More needs to be done to stop billions being sucked into dealing with extreme weather events driven by climate change, a group of councillors says.
Seventeen mayors and councillors from NSW and Queensland have issued a joint statement, calling on the federal government to reduce the country's reliance on fossil fuels and invest in clean industries.
Among them are councillors from the bushfire-ravaged Bega Valley and Eurobodalla shires.
Simon Richardson, the mayor of Byron Shire, where storm swell has washed away swathes of coastline in recent months, also lent his voice to the statement.
"Extreme weather disasters used to occur every few years. Now, we are facing them every few months," it reads.

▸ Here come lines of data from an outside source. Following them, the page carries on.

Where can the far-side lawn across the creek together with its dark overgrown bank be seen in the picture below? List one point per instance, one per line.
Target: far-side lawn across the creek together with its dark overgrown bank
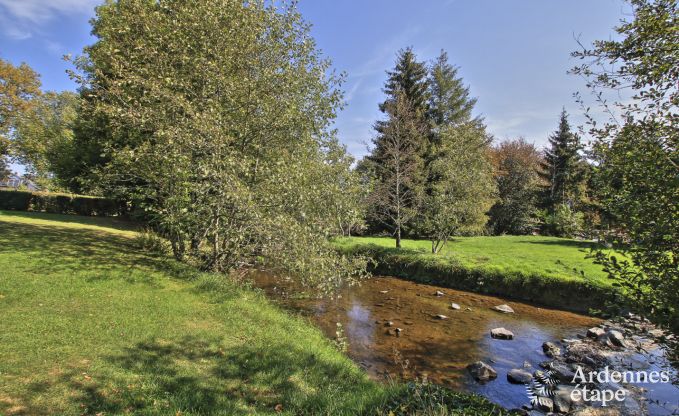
(545, 270)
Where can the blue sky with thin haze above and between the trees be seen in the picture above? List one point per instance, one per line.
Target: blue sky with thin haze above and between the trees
(514, 54)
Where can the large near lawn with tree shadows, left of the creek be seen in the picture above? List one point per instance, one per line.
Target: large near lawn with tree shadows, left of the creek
(91, 325)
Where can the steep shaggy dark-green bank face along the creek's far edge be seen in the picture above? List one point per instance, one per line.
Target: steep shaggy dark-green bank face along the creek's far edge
(566, 294)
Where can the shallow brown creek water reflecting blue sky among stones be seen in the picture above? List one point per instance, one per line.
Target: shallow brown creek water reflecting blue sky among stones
(426, 346)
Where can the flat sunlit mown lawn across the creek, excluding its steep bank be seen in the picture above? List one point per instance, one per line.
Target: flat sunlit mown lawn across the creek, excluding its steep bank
(551, 257)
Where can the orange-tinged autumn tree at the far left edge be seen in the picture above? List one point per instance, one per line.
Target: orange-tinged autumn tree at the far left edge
(18, 86)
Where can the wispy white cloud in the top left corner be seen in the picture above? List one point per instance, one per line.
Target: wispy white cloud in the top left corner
(21, 18)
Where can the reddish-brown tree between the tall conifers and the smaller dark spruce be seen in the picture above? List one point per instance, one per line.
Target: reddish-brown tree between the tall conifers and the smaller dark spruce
(517, 165)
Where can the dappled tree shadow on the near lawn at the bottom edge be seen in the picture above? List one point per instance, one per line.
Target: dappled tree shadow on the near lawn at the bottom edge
(197, 376)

"Heavy rain, gale-force winds, storm surges and flooding are damaging our communities, endangering our residents and costing us millions of dollars in clean-up costs."
"Schools and businesses have been forced to close, the lights have gone out, roads cut off, beaches washed away and properties damaged."
"We are exhausted by the immediate costs and challenges, and we are worried about what's to come."
Climate Council researcher Simon Bradshaw says they are right to be worried, with the cost of extreme weather events predicted to rise astronomically.
"Extreme weather has cost our national economy at least $35 billion over the past decade," Dr Bradshaw said.
"By 2038, the price tag of climate impacts could climb to $100 billion a year."